You should develop the project to indicate you are thinking of and exploring the relationships and distributions within your data to lead to optimized predictive models.
Start with a hypothesis, claim, or questions. Think of one or more ways to construct model(s)1, find or collect the necessary data, and do both preliminary analysis, detailed modeling, validation, summary (interpretation) and (if any) resulting decisions.
Note: You do not have to come up with a positive result, i.e. disproving the hypothesis is just as good. Please use the section numbering below for your written submission for this assignment.
Guidance: Topics, scope and general nature - please use the opportunity in Assignment 5 (project proposals) and seek feedback from the instructor and your classmates.
1. Introduction
Describe your motivation, initial hypothesis/ idea that you wanted to investigate, and if applicable any prior work, interest in the topic (like an intro for a paper, with references). Min. 1/2 page.
2. Data Description
1 NOTE: graduate students must develop at least two different types of models, not just change the number of variables for a given model.
Describe how you determined which datasets you used in this project, the criteria, source, data and information-types in detail, associated documentation and any other supporting materials. Min. 1/2 page text (+graphics if applicable).
3. Analysis
Explore the statistical aspects of your datasets. Perform any transformations, interpolations, smoothing, cleaning, etc. required on the data, to begin to explore your hypothesis/ questions. Analyze the distributions; provide summaries of the relevant statistics and plots of any fits you made. Discuss and specify or estimate possible sources of error, uncertainty or bias in the data you used (or did not use). Min. 2 pages text + graphics.

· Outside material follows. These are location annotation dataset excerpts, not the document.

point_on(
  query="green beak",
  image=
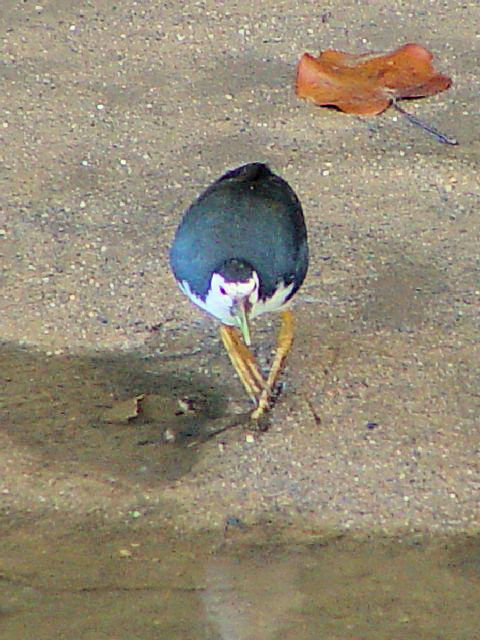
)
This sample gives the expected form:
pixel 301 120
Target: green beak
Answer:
pixel 241 316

4. Model Development and Application of model(s)
Identify what types of models you used to describe the data (regression, classification, clustering, etc.), patterns/ trends you found, visual approaches that helped you choose models, and or variables (type/ number) in the model, other parameter choices or settings for the models (e.g. distance metrics, kernels, etc.). Apply the models to assess model performance (i.e. predict). Discuss the confidence in your results including any statistic measures. Discuss how you validated your models and performed any optimization (give details). Min. 6 pages text + graphics.

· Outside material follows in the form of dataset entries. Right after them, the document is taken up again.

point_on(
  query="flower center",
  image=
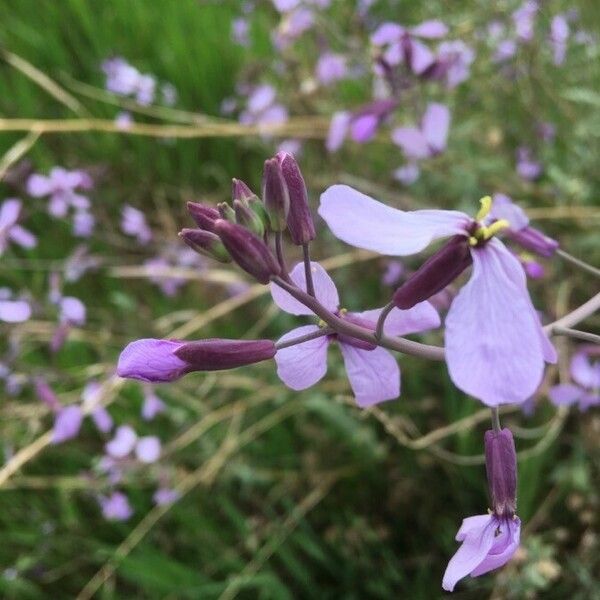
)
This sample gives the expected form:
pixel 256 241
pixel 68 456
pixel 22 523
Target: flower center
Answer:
pixel 480 232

5. Conclusions and Discussion
Describe your conclusions; interpret the results, predictions you made, the models and their characteristics, and a give summary of what changed as you went through the project (data, analysis, model choices, etc.), what you would do next, or do differently in a subsequent exploration. Min. 1 page text + graphics (optional).
References - websites, papers, packages, data refs, etc. should be included at the end.

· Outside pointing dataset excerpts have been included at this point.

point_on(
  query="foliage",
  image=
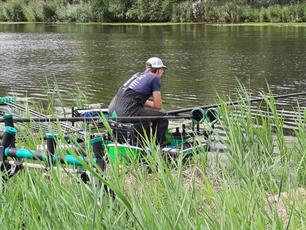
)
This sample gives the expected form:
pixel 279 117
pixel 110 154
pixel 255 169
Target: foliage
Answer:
pixel 220 11
pixel 246 192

Include your R scripts! (e.g. in a zip file).
6. Oral presentation (5%). Suggest these slides (limit your presentation to 5 mins):
a. Title (with your name)
b. Problem area - what you wanted to explore/ solve/ predict and why, and what you wanted to predict?
c. The data - where it came from, why it was applicable and the preliminary assessments you made.
d. How you conducted your analysis: distribution, pattern/ relationship and model construction. What techniques did you use/ not use and why?
e. How did you apply the model? How did you optimize, account for uncertainties?
f. What did you predict and what decisions (prescriptions) were possible. What was the outcome?
Graphical Representations
Provide graphical representations related to each of questions 2, 3, and 4, at least.
Ensure all figures are numbered, legible, fully explained and annotated.
The final document should be a minimum of 8 pages of writing (but can be more). All graphics should be within your written assignment unless they are very large. Large graphics files should be sent as a separate attachment (e.g. in a zip file).